Powell also digressed into a lengthy discourse as to why classical enterprise content management is the wrong vision that was "artificially constructed by content management vendors in the 90s to sell more product".

"ECM implies silos of information," he said. "People want transparency and trust, and rather than thinking about ECM as a product, think about content services delivered to users on demand in the application of their choice. It should be available to everyone. Open source is driving this change and so is the Web 2.0 revolution.
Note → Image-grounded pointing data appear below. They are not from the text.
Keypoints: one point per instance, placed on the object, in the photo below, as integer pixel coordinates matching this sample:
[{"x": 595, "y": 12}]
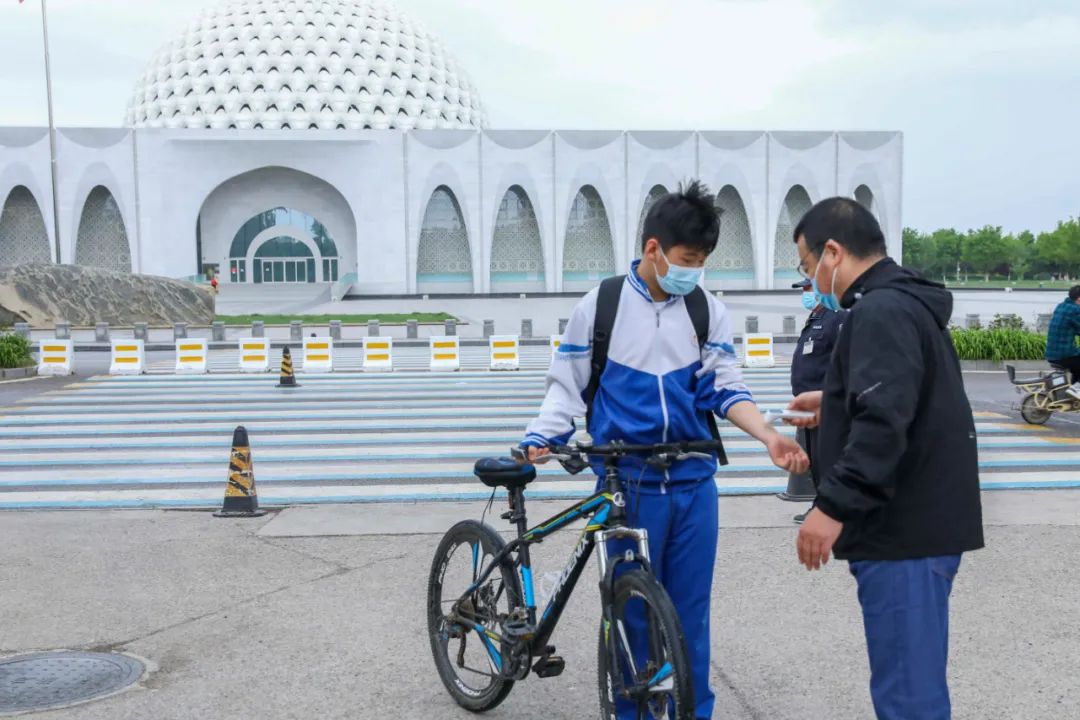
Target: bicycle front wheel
[{"x": 643, "y": 663}]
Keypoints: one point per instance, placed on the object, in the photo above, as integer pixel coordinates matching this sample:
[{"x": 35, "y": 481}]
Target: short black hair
[
  {"x": 688, "y": 217},
  {"x": 846, "y": 221}
]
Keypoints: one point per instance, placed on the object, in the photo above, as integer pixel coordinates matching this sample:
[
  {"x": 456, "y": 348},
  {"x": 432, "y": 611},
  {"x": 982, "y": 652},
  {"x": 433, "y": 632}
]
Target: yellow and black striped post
[
  {"x": 287, "y": 376},
  {"x": 240, "y": 497}
]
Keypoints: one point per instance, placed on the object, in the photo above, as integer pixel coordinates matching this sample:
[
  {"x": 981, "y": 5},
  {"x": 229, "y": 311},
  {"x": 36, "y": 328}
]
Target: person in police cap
[{"x": 811, "y": 360}]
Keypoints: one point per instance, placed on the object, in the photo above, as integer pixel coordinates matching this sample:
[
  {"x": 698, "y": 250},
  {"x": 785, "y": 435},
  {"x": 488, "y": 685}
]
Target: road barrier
[
  {"x": 445, "y": 353},
  {"x": 757, "y": 350},
  {"x": 378, "y": 354},
  {"x": 129, "y": 357},
  {"x": 55, "y": 356},
  {"x": 254, "y": 354},
  {"x": 191, "y": 356},
  {"x": 505, "y": 354},
  {"x": 319, "y": 354}
]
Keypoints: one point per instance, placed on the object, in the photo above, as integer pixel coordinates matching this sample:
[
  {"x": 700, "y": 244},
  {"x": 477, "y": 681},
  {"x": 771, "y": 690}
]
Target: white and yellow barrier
[
  {"x": 55, "y": 357},
  {"x": 254, "y": 354},
  {"x": 445, "y": 353},
  {"x": 191, "y": 356},
  {"x": 318, "y": 355},
  {"x": 757, "y": 350},
  {"x": 378, "y": 354},
  {"x": 505, "y": 352},
  {"x": 129, "y": 357}
]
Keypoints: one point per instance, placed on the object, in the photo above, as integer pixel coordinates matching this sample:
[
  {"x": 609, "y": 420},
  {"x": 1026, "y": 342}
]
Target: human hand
[
  {"x": 817, "y": 537},
  {"x": 786, "y": 453},
  {"x": 808, "y": 403}
]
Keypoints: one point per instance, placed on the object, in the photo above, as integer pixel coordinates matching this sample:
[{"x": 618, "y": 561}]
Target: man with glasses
[{"x": 899, "y": 497}]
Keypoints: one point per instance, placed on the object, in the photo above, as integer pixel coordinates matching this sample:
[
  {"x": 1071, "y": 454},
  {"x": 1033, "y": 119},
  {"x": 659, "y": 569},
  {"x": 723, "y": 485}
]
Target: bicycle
[{"x": 498, "y": 603}]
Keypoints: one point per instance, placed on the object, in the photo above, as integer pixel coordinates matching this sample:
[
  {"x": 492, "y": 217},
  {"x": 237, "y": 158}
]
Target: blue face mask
[
  {"x": 829, "y": 301},
  {"x": 678, "y": 280}
]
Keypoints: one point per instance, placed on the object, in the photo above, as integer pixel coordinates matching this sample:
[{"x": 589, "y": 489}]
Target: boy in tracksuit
[{"x": 660, "y": 384}]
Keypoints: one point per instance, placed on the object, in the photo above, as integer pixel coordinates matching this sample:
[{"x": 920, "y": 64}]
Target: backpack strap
[
  {"x": 607, "y": 307},
  {"x": 697, "y": 307}
]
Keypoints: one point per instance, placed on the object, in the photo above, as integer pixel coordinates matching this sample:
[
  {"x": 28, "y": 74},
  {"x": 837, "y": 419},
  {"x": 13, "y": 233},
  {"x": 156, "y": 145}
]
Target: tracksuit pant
[
  {"x": 905, "y": 615},
  {"x": 682, "y": 524}
]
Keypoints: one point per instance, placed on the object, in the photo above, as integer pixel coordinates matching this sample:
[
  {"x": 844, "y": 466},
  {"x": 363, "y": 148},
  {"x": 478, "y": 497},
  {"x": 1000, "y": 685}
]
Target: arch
[
  {"x": 23, "y": 234},
  {"x": 733, "y": 257},
  {"x": 656, "y": 193},
  {"x": 444, "y": 261},
  {"x": 516, "y": 249},
  {"x": 588, "y": 248},
  {"x": 102, "y": 240},
  {"x": 785, "y": 256}
]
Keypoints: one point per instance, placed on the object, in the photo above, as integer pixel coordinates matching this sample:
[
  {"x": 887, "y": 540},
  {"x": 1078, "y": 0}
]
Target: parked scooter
[{"x": 1043, "y": 395}]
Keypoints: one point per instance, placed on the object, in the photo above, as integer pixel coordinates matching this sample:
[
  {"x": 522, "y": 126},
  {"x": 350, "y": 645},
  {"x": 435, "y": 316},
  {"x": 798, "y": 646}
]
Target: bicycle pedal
[{"x": 549, "y": 666}]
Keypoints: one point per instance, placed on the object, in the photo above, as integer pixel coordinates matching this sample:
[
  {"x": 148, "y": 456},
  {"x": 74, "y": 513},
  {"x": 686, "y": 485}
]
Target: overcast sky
[{"x": 986, "y": 93}]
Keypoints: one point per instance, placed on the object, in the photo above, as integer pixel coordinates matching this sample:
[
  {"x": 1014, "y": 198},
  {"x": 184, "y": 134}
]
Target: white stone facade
[{"x": 356, "y": 204}]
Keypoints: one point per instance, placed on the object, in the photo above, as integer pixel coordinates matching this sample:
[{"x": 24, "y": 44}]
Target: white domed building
[{"x": 335, "y": 146}]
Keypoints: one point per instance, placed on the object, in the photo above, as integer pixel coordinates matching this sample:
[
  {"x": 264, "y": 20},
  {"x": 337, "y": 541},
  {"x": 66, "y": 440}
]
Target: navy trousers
[
  {"x": 682, "y": 524},
  {"x": 905, "y": 615}
]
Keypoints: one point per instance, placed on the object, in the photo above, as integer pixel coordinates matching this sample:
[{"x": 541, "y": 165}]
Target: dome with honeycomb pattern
[{"x": 297, "y": 64}]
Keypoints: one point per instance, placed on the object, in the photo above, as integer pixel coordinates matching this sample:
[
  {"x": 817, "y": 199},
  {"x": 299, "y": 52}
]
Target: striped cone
[
  {"x": 287, "y": 376},
  {"x": 240, "y": 497}
]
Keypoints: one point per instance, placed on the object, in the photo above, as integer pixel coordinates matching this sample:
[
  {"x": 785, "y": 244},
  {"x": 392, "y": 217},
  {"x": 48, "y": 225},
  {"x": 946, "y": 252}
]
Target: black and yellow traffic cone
[
  {"x": 240, "y": 497},
  {"x": 287, "y": 376}
]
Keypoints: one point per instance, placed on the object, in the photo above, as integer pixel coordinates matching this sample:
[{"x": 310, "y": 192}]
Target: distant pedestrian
[
  {"x": 812, "y": 354},
  {"x": 899, "y": 497},
  {"x": 1062, "y": 349}
]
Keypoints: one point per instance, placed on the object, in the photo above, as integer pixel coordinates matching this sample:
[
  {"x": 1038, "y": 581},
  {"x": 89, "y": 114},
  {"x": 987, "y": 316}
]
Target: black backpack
[{"x": 607, "y": 307}]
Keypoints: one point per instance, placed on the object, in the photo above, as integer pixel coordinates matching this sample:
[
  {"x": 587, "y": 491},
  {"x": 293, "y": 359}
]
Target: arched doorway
[
  {"x": 785, "y": 256},
  {"x": 588, "y": 249},
  {"x": 23, "y": 234},
  {"x": 731, "y": 263},
  {"x": 283, "y": 245},
  {"x": 516, "y": 250}
]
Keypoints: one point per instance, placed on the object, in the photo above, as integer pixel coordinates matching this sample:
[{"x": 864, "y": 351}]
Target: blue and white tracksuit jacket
[{"x": 658, "y": 384}]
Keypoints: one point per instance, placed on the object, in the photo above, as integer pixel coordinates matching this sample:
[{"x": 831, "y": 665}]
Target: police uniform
[{"x": 810, "y": 363}]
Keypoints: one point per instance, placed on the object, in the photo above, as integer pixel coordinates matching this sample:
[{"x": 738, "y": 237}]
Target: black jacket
[
  {"x": 814, "y": 350},
  {"x": 896, "y": 446}
]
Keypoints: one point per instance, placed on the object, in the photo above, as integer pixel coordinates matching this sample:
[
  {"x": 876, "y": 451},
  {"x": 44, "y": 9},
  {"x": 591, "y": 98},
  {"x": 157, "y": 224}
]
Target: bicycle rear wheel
[
  {"x": 646, "y": 649},
  {"x": 463, "y": 655}
]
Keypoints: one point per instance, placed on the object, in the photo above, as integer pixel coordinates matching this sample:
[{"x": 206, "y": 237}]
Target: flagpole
[{"x": 52, "y": 133}]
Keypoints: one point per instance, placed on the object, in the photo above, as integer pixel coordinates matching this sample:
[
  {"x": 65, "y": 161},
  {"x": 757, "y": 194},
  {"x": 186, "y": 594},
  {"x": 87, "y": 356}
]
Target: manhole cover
[{"x": 52, "y": 679}]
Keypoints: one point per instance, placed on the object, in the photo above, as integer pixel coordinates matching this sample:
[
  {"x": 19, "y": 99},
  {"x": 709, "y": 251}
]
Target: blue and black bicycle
[{"x": 482, "y": 611}]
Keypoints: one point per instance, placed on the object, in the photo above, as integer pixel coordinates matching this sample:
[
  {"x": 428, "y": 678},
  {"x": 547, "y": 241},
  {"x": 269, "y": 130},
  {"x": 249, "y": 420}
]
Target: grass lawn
[{"x": 346, "y": 320}]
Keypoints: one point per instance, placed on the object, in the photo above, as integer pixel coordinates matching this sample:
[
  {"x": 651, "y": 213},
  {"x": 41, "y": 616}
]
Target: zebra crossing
[{"x": 161, "y": 440}]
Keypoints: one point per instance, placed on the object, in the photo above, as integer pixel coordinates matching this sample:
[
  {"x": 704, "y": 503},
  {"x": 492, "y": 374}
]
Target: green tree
[{"x": 985, "y": 249}]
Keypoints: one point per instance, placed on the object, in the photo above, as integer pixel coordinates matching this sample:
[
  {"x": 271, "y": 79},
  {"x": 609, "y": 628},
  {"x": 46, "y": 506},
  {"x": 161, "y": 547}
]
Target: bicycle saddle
[{"x": 503, "y": 473}]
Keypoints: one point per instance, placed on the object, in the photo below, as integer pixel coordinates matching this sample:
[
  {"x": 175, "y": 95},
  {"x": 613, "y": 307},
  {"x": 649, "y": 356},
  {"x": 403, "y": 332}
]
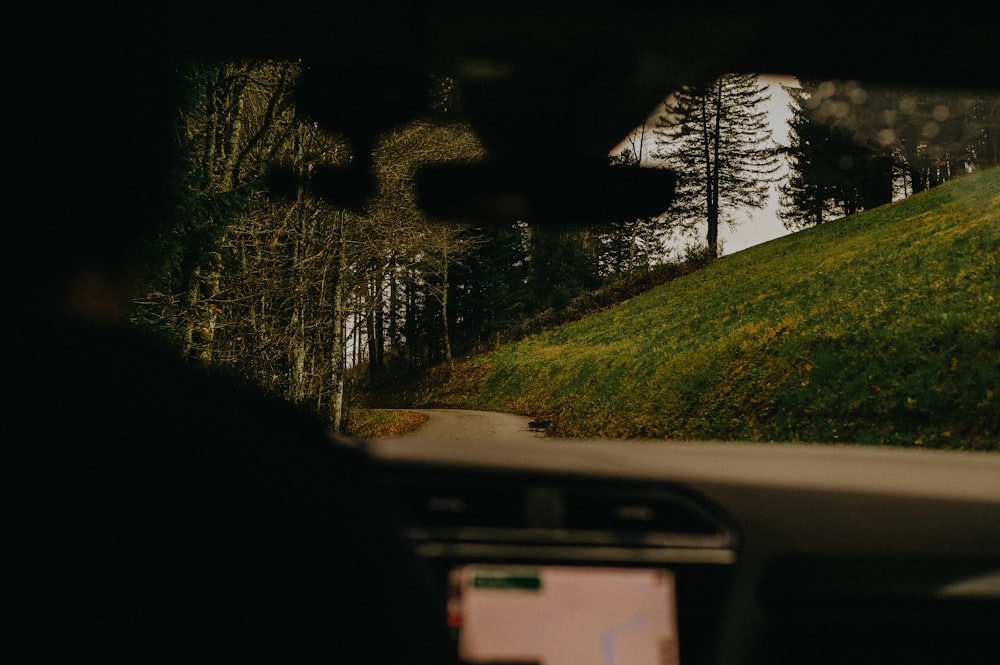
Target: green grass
[
  {"x": 880, "y": 328},
  {"x": 368, "y": 423}
]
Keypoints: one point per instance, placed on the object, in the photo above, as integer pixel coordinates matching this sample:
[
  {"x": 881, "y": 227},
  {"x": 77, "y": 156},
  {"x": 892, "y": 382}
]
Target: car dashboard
[{"x": 755, "y": 553}]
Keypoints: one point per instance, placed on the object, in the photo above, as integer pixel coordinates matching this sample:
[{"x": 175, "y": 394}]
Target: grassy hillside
[{"x": 883, "y": 327}]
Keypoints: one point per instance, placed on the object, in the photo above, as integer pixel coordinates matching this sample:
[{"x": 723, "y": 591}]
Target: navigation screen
[{"x": 563, "y": 615}]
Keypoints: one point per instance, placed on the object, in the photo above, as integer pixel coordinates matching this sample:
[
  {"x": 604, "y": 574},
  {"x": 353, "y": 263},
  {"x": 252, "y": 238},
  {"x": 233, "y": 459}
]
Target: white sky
[{"x": 760, "y": 226}]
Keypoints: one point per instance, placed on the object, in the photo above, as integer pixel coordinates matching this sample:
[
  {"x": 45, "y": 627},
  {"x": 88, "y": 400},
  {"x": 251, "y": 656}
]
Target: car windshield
[{"x": 809, "y": 260}]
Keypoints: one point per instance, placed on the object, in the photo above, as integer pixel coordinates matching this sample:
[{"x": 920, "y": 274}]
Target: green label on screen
[{"x": 503, "y": 579}]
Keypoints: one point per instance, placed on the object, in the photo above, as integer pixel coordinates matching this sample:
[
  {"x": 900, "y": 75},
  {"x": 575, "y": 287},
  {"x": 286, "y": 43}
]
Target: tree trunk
[{"x": 339, "y": 346}]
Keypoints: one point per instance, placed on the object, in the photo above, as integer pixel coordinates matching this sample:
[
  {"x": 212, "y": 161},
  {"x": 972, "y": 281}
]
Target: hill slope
[{"x": 883, "y": 327}]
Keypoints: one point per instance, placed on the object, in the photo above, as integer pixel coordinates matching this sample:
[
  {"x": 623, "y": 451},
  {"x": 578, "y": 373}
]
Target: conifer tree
[{"x": 717, "y": 138}]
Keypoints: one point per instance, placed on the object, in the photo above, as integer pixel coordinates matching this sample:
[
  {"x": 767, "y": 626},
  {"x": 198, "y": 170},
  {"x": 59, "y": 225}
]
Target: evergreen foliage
[{"x": 717, "y": 137}]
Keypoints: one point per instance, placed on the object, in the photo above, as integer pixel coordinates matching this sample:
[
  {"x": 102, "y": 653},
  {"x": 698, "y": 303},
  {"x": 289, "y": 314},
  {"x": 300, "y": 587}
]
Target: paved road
[{"x": 470, "y": 426}]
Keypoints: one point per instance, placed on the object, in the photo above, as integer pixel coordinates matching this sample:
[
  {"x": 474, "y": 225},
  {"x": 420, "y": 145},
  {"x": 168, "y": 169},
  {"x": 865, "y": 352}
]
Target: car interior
[{"x": 565, "y": 552}]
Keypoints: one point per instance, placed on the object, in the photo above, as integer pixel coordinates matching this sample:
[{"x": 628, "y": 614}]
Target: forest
[{"x": 265, "y": 275}]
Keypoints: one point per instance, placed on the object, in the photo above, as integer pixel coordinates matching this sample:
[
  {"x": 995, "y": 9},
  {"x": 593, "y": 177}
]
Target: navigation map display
[{"x": 563, "y": 615}]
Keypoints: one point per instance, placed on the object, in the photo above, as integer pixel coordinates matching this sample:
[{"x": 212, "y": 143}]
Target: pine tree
[{"x": 717, "y": 138}]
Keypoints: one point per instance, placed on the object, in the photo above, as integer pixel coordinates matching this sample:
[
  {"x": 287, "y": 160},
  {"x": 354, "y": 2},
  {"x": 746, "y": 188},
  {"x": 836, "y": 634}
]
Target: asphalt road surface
[{"x": 470, "y": 426}]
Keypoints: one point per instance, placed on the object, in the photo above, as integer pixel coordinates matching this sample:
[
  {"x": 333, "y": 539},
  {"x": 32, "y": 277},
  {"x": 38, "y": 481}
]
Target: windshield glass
[{"x": 794, "y": 260}]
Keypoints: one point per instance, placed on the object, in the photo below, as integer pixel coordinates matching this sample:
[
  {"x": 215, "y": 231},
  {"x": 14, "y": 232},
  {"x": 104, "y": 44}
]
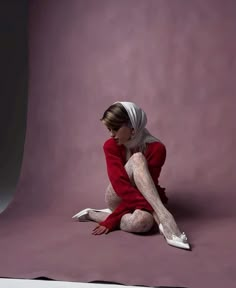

The open source model is built on the Internet and collaboration. ECM leaves the boundaries of the enterprise and can be used through Facebook or Google."

Powell touted Alfresco as "the open source alternative to Microsoft's SharePoint", saying it is the only software distribution model that will level the playing field.

"Many organizations are deploying SharePoint because it's included in the Microsoft distribution, and suddenly I need SQL Server, SharePoint Portal, and I'm locked in the Windows platform and you must pay licence fees," he said.

"We don't care what the operating systems is, what the database is, whether it's Java or .Net, so there is no hidden lock in and you won't end up in a position you will regret."